Patients are informed of all potential adverse effects before their inclusion in the study, instructed that iron supplements are strictly prohibited (since they would boost haematocrit levels) and advised to immediately contact their local emergency department if (1) they experience any potential symptoms of thrombosis or (2) their physician suspects PRCA. They are given a pocketsize plastic card with instruction about whom to contact in the event of these symptoms, their contact details, and important information to the medical doctor at the local emergency department.
It is ensured the temperature of the Epo is kept at 2-8°C at all times during transport and storage to avoid damage of the compound and potential associated adverse effects. To minimise the risk of acute allergic reactions, Epo/placebo is dissolved in 100 ml saline and administered as intravenous infusions over 15 minutes. After this, patients' well-being is monitored for at least 30 minutes by a nurse at the clinic in the case of potential transient side effects of Epo like flu symptoms, rash at the infusion site or head ache.
Safety parameters and monitoring
Patient safety is monitored with medical examinations, blood pressure measurements, blood tests, ECG and other safety measures at baseline and throughout the study until 2 weeks after cessation of Epo/placebo treatment. For an overview of the safety tests, their frequency and timing see table .
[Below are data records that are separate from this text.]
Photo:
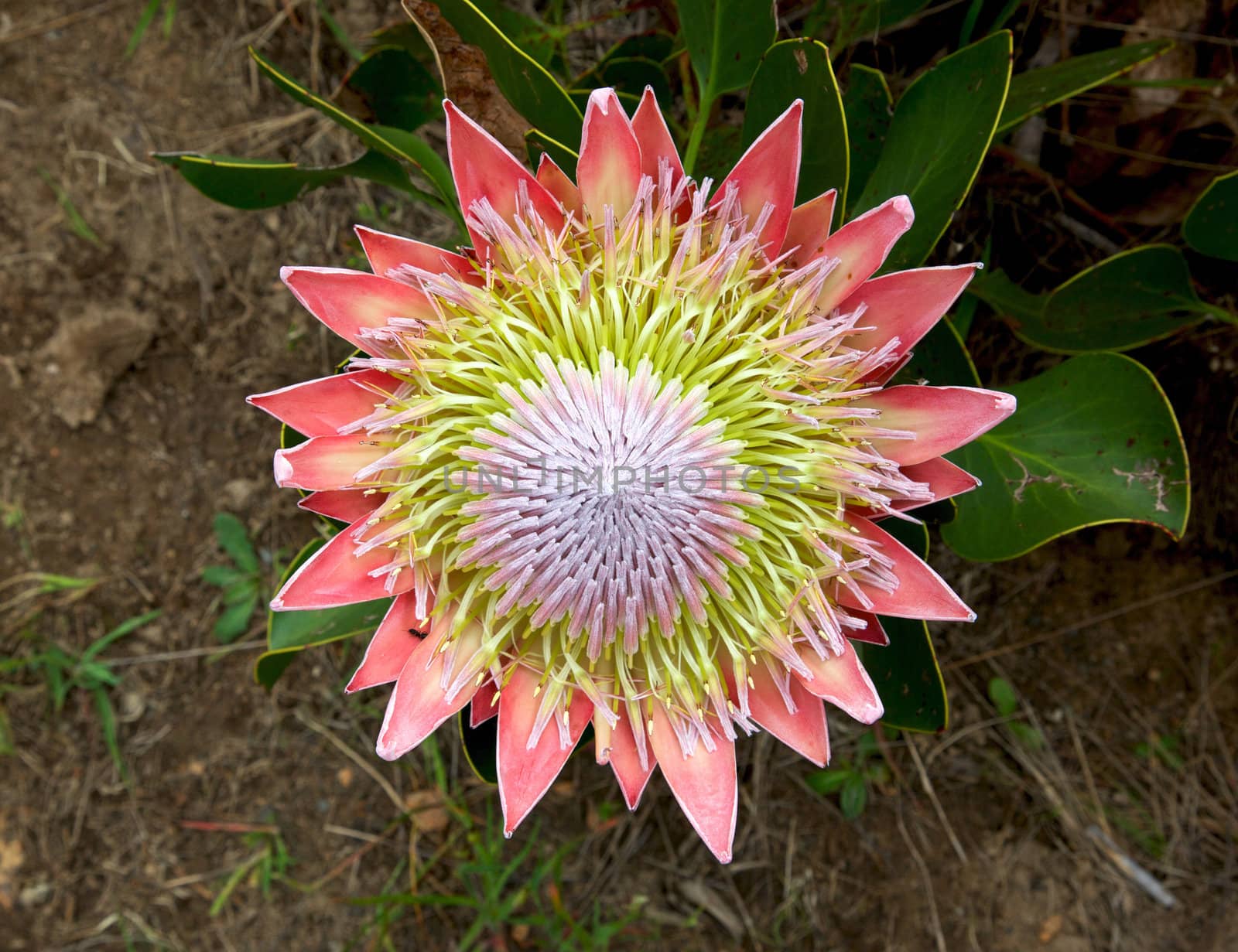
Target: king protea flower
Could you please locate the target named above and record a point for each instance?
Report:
(624, 459)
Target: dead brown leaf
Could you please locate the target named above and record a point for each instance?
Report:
(467, 78)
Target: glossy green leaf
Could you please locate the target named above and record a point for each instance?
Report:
(939, 135)
(1211, 227)
(913, 535)
(538, 142)
(532, 35)
(726, 40)
(905, 673)
(802, 70)
(1124, 301)
(868, 105)
(393, 88)
(253, 183)
(480, 746)
(1038, 90)
(940, 360)
(291, 632)
(526, 84)
(1093, 441)
(851, 22)
(395, 142)
(628, 77)
(907, 676)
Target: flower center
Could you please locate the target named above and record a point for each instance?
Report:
(606, 500)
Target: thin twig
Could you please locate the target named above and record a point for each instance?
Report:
(928, 879)
(936, 804)
(187, 653)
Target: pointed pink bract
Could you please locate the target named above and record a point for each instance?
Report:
(922, 592)
(802, 731)
(768, 173)
(392, 645)
(655, 140)
(843, 682)
(484, 705)
(904, 305)
(608, 171)
(872, 633)
(942, 418)
(350, 302)
(556, 183)
(389, 253)
(944, 478)
(419, 704)
(484, 170)
(525, 775)
(809, 228)
(860, 247)
(325, 462)
(321, 408)
(624, 759)
(347, 505)
(703, 784)
(334, 576)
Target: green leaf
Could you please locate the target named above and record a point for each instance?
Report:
(1211, 226)
(905, 673)
(1038, 90)
(628, 76)
(234, 622)
(125, 628)
(233, 537)
(907, 676)
(940, 133)
(829, 780)
(913, 535)
(525, 82)
(940, 360)
(144, 24)
(303, 629)
(1124, 301)
(1093, 441)
(291, 632)
(802, 68)
(392, 87)
(532, 35)
(108, 722)
(1003, 696)
(853, 797)
(868, 107)
(726, 40)
(480, 746)
(251, 183)
(395, 142)
(6, 743)
(538, 142)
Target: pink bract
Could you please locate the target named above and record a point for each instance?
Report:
(624, 459)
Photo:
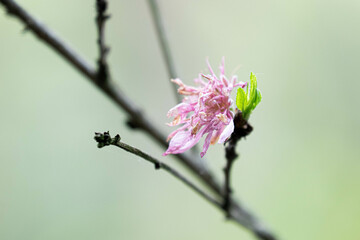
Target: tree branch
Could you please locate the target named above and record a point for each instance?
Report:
(101, 7)
(164, 44)
(104, 139)
(238, 212)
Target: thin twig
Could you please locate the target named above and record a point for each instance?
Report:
(164, 44)
(104, 139)
(239, 213)
(241, 129)
(101, 17)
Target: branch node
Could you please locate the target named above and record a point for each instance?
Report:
(104, 139)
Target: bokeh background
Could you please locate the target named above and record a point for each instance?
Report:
(299, 169)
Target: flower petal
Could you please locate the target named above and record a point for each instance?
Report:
(229, 129)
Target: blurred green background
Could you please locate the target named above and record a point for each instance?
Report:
(299, 169)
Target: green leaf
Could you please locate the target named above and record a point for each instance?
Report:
(241, 99)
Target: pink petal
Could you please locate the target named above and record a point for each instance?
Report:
(229, 129)
(183, 141)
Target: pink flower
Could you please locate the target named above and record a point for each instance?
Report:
(204, 110)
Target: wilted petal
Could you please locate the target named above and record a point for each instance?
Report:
(183, 141)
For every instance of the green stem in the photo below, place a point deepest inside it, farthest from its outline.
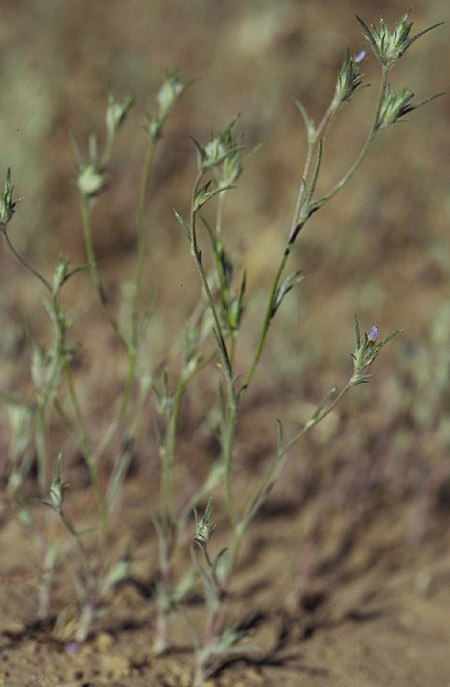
(25, 264)
(364, 150)
(232, 395)
(140, 240)
(274, 470)
(85, 205)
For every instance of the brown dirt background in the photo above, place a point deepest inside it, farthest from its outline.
(345, 577)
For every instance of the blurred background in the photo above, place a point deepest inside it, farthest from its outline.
(380, 248)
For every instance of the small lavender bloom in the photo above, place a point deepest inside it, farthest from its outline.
(372, 336)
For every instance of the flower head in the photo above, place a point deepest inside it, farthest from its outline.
(388, 45)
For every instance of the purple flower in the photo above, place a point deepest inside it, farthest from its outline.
(372, 336)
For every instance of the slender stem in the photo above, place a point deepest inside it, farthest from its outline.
(266, 324)
(93, 269)
(168, 462)
(364, 150)
(140, 239)
(232, 395)
(25, 264)
(274, 470)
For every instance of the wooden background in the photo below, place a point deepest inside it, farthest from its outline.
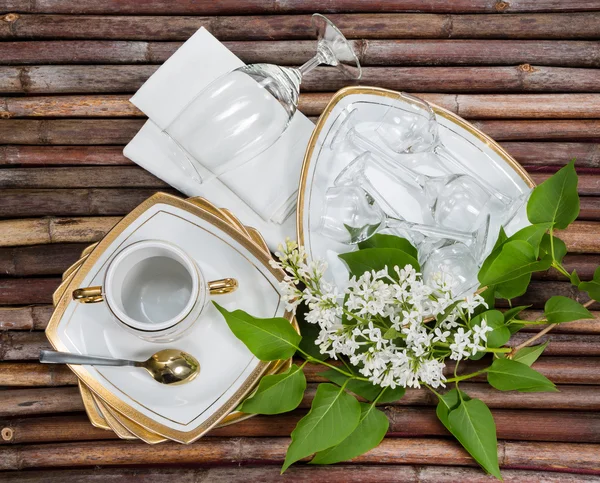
(524, 71)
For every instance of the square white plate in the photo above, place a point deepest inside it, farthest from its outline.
(322, 165)
(228, 369)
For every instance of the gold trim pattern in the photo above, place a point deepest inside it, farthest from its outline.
(377, 91)
(94, 254)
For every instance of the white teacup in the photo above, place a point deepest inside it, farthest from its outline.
(154, 290)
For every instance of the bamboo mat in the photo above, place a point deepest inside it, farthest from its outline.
(527, 72)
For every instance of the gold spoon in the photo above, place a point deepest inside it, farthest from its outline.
(168, 366)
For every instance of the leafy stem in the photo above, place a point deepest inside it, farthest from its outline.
(314, 360)
(466, 376)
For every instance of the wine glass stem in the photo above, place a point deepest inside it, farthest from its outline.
(446, 155)
(430, 230)
(389, 163)
(310, 64)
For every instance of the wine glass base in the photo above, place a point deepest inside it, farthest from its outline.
(335, 49)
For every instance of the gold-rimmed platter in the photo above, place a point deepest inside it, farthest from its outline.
(65, 329)
(323, 163)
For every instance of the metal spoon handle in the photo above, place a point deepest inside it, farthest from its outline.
(54, 357)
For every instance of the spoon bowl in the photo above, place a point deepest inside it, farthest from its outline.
(168, 366)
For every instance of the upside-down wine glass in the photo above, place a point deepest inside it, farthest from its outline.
(242, 113)
(350, 216)
(453, 198)
(455, 265)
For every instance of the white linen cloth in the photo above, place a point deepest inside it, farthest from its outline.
(263, 192)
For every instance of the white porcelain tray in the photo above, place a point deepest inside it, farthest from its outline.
(229, 370)
(321, 166)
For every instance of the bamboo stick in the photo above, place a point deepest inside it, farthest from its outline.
(35, 317)
(62, 155)
(21, 402)
(90, 177)
(512, 454)
(18, 291)
(561, 370)
(16, 345)
(477, 106)
(65, 79)
(116, 201)
(71, 131)
(36, 401)
(584, 264)
(136, 177)
(229, 7)
(21, 374)
(297, 27)
(22, 291)
(296, 474)
(580, 237)
(590, 326)
(39, 259)
(544, 155)
(20, 346)
(120, 131)
(30, 317)
(55, 259)
(524, 425)
(72, 202)
(540, 130)
(38, 231)
(557, 53)
(536, 156)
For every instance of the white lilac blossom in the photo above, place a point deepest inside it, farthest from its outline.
(395, 329)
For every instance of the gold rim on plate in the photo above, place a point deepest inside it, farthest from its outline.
(227, 223)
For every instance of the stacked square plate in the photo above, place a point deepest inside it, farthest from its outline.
(125, 399)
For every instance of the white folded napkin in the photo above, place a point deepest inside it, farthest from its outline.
(263, 192)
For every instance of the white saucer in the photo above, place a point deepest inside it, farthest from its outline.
(228, 369)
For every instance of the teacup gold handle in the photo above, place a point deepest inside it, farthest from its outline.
(223, 286)
(88, 295)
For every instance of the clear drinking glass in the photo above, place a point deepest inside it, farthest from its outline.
(453, 198)
(244, 112)
(455, 264)
(350, 215)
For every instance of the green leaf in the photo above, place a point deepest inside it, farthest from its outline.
(495, 319)
(278, 393)
(333, 416)
(368, 434)
(389, 241)
(364, 389)
(532, 234)
(563, 309)
(268, 339)
(510, 375)
(514, 328)
(489, 297)
(513, 312)
(514, 288)
(376, 259)
(528, 355)
(593, 287)
(575, 280)
(560, 248)
(556, 200)
(516, 259)
(473, 426)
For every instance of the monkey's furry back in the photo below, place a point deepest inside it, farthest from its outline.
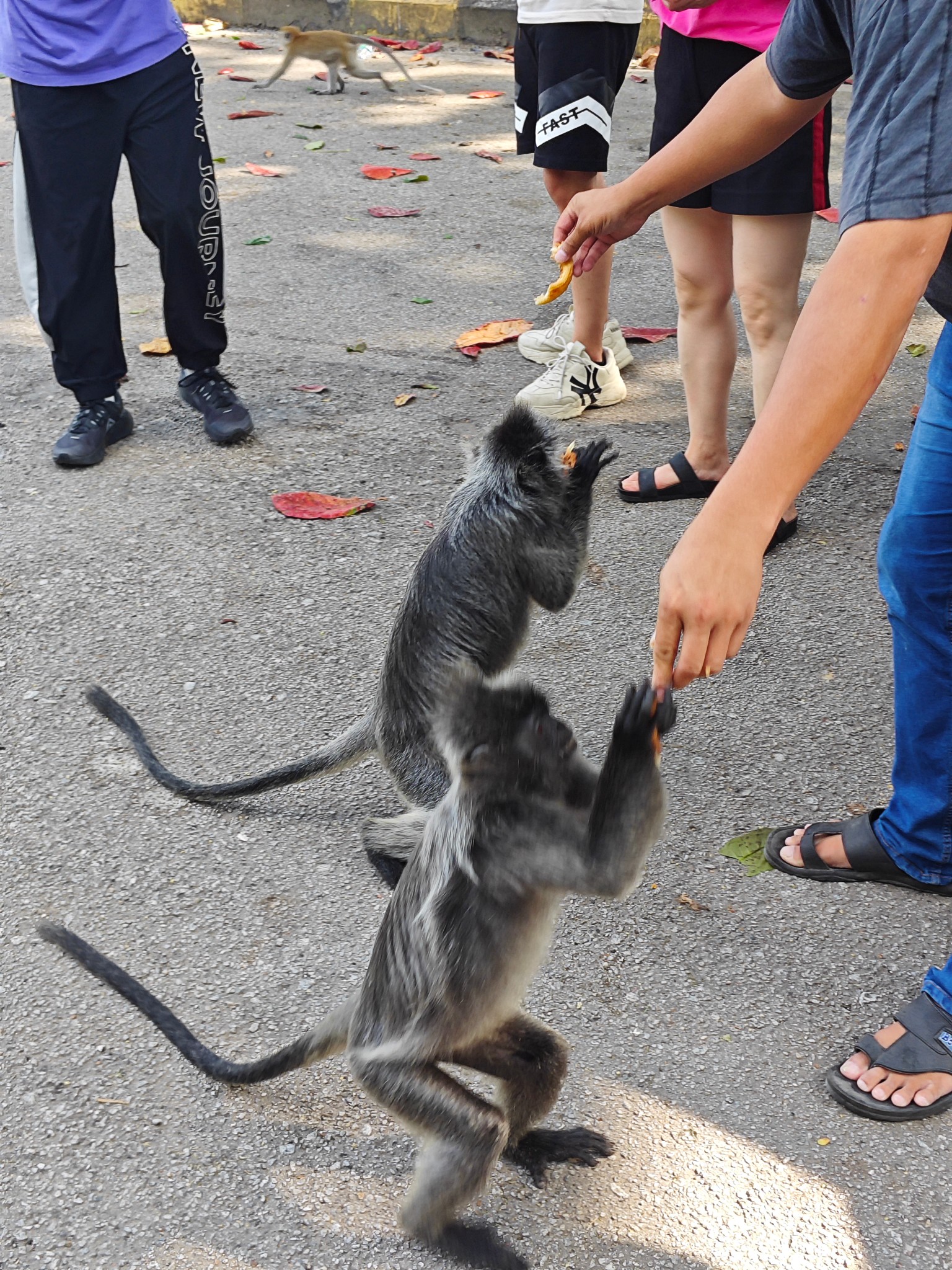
(516, 531)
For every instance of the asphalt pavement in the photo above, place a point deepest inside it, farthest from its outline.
(700, 1032)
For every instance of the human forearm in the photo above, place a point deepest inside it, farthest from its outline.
(744, 121)
(840, 350)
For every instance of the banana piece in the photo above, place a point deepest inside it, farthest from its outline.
(560, 286)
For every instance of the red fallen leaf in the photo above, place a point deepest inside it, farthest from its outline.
(649, 334)
(493, 333)
(307, 506)
(374, 173)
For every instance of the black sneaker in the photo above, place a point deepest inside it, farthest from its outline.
(226, 418)
(97, 426)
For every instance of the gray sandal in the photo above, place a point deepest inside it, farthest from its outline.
(926, 1047)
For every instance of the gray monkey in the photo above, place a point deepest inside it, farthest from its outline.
(514, 533)
(526, 821)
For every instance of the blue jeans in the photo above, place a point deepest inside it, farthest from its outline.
(915, 579)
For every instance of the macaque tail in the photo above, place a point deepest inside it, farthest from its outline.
(353, 745)
(329, 1038)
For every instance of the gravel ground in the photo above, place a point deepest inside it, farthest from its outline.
(700, 1037)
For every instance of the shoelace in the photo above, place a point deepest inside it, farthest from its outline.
(555, 331)
(216, 390)
(89, 417)
(557, 371)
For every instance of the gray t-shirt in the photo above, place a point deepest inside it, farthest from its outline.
(897, 162)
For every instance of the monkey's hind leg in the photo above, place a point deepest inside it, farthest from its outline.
(359, 73)
(462, 1139)
(531, 1061)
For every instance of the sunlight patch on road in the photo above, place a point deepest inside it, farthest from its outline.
(690, 1188)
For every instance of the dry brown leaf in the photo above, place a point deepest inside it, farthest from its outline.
(493, 333)
(157, 347)
(692, 905)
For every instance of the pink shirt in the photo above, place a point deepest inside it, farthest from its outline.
(752, 23)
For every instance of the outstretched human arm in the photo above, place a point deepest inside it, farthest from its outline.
(842, 347)
(744, 121)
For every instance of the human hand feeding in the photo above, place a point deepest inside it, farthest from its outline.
(593, 221)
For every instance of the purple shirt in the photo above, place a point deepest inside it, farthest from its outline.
(60, 43)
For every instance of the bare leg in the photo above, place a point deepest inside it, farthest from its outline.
(700, 243)
(531, 1061)
(769, 259)
(464, 1139)
(589, 291)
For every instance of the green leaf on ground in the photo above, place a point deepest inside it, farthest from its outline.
(748, 850)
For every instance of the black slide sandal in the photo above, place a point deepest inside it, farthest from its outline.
(926, 1047)
(863, 850)
(783, 533)
(690, 484)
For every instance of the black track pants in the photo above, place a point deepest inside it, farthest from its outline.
(69, 146)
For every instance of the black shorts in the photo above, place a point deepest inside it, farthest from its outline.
(568, 75)
(794, 178)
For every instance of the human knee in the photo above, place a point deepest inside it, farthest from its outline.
(700, 293)
(563, 186)
(767, 315)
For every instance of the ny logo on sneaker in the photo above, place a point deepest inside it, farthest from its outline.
(589, 389)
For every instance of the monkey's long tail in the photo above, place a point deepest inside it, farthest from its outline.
(358, 741)
(329, 1038)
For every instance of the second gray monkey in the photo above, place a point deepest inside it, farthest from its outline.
(514, 533)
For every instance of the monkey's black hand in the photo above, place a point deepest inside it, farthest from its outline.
(540, 1148)
(591, 461)
(645, 714)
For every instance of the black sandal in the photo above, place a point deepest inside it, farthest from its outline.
(926, 1047)
(785, 530)
(690, 484)
(868, 859)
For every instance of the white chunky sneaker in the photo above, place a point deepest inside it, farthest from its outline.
(573, 383)
(545, 346)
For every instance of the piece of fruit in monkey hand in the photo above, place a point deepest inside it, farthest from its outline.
(560, 286)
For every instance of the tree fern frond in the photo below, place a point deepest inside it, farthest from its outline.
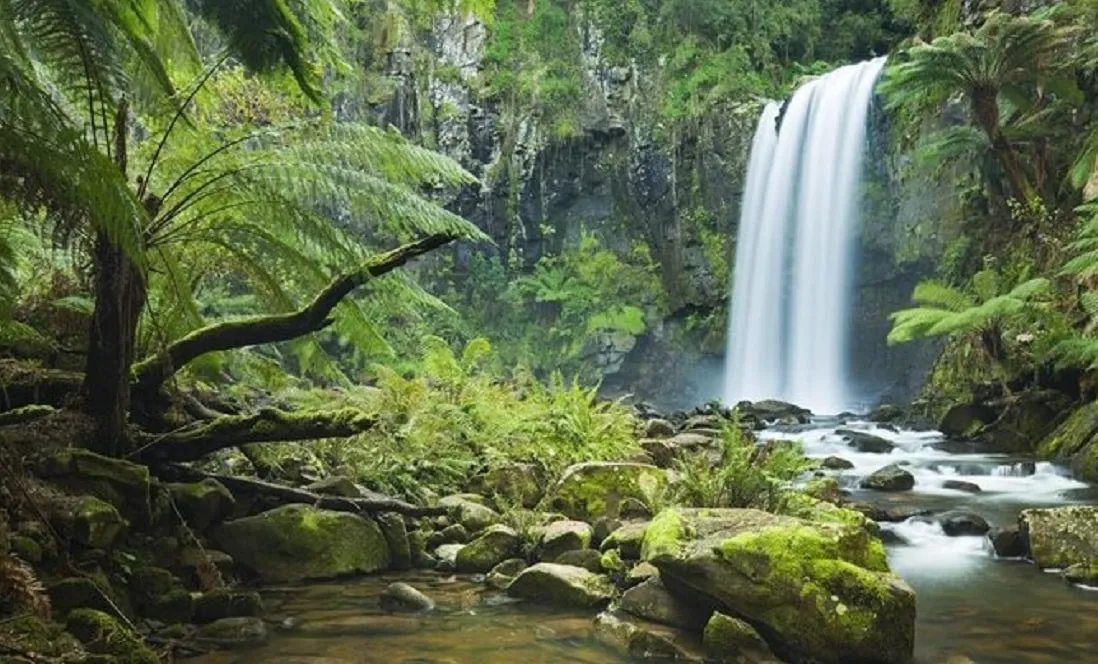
(941, 295)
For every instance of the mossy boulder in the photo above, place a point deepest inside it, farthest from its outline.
(102, 634)
(90, 521)
(202, 504)
(729, 639)
(494, 546)
(470, 511)
(1075, 441)
(627, 540)
(396, 535)
(226, 603)
(589, 559)
(590, 491)
(1061, 537)
(819, 593)
(336, 485)
(512, 484)
(889, 477)
(653, 601)
(297, 542)
(123, 484)
(561, 585)
(564, 536)
(80, 593)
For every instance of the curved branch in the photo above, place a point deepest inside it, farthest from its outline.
(154, 371)
(269, 425)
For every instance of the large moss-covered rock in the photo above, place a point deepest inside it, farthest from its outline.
(203, 503)
(512, 484)
(494, 546)
(470, 513)
(564, 536)
(122, 484)
(297, 542)
(590, 491)
(1061, 537)
(627, 539)
(1075, 440)
(561, 585)
(729, 639)
(820, 593)
(102, 634)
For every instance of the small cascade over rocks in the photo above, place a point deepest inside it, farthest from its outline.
(794, 251)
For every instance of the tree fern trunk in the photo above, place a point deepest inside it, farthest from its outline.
(120, 296)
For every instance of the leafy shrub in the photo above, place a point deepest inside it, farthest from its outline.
(748, 475)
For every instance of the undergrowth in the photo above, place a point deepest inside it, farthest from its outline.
(457, 417)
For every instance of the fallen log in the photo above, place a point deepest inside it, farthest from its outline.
(370, 503)
(268, 425)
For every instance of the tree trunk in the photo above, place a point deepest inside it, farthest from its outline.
(986, 108)
(120, 297)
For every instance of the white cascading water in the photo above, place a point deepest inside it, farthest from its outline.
(794, 252)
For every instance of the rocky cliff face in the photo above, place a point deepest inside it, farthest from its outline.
(627, 177)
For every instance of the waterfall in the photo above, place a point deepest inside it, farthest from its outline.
(787, 334)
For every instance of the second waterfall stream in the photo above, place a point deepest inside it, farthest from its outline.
(794, 249)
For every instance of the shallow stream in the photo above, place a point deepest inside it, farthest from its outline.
(972, 607)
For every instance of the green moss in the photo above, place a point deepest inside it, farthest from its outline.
(665, 536)
(590, 491)
(102, 634)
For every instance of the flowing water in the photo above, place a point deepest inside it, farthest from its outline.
(794, 252)
(970, 604)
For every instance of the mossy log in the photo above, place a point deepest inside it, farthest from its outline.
(370, 503)
(315, 316)
(23, 384)
(268, 425)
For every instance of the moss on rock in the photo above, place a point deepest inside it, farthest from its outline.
(561, 585)
(494, 546)
(295, 542)
(102, 634)
(820, 592)
(590, 491)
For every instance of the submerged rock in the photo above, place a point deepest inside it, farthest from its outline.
(590, 491)
(233, 632)
(641, 640)
(1008, 542)
(959, 522)
(494, 546)
(561, 585)
(837, 463)
(1061, 537)
(589, 559)
(627, 540)
(821, 592)
(962, 485)
(728, 639)
(889, 477)
(653, 601)
(402, 597)
(203, 503)
(297, 542)
(865, 442)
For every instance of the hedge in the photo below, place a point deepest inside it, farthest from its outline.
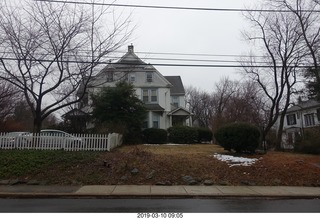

If blood tests show significantly increased haematocrit (>50% for men and >48% for women) at two consecutive measurements within a week, bloodletting(s) (450 ml each) will be performed weakly with no cessation of treatment until haematocrit values are normalised. In the case of significant increase in thrombocytes (> 400 billion/L) or drop in reticulocytes (< 1‰) 2 repeated controls will be performed in the following week. If these values remain abnormal, the patient is taken out of the study and monitored with weekly medical examinations and blood tests until the values are normalised or is hospitalised for observation.
Procedures for acting on serious adverse effects
Procedures for breaking the randomisation code are established for the case of severe adverse reactions potentially related to the drug intervention. These will be followed when knowledge of the patient's drug treatment will have implications of the treatment of the observed adverse effects. It is the decision of the principal investigator or the medic responsible for safety monitoring to break the emergency envelope for the affected participant.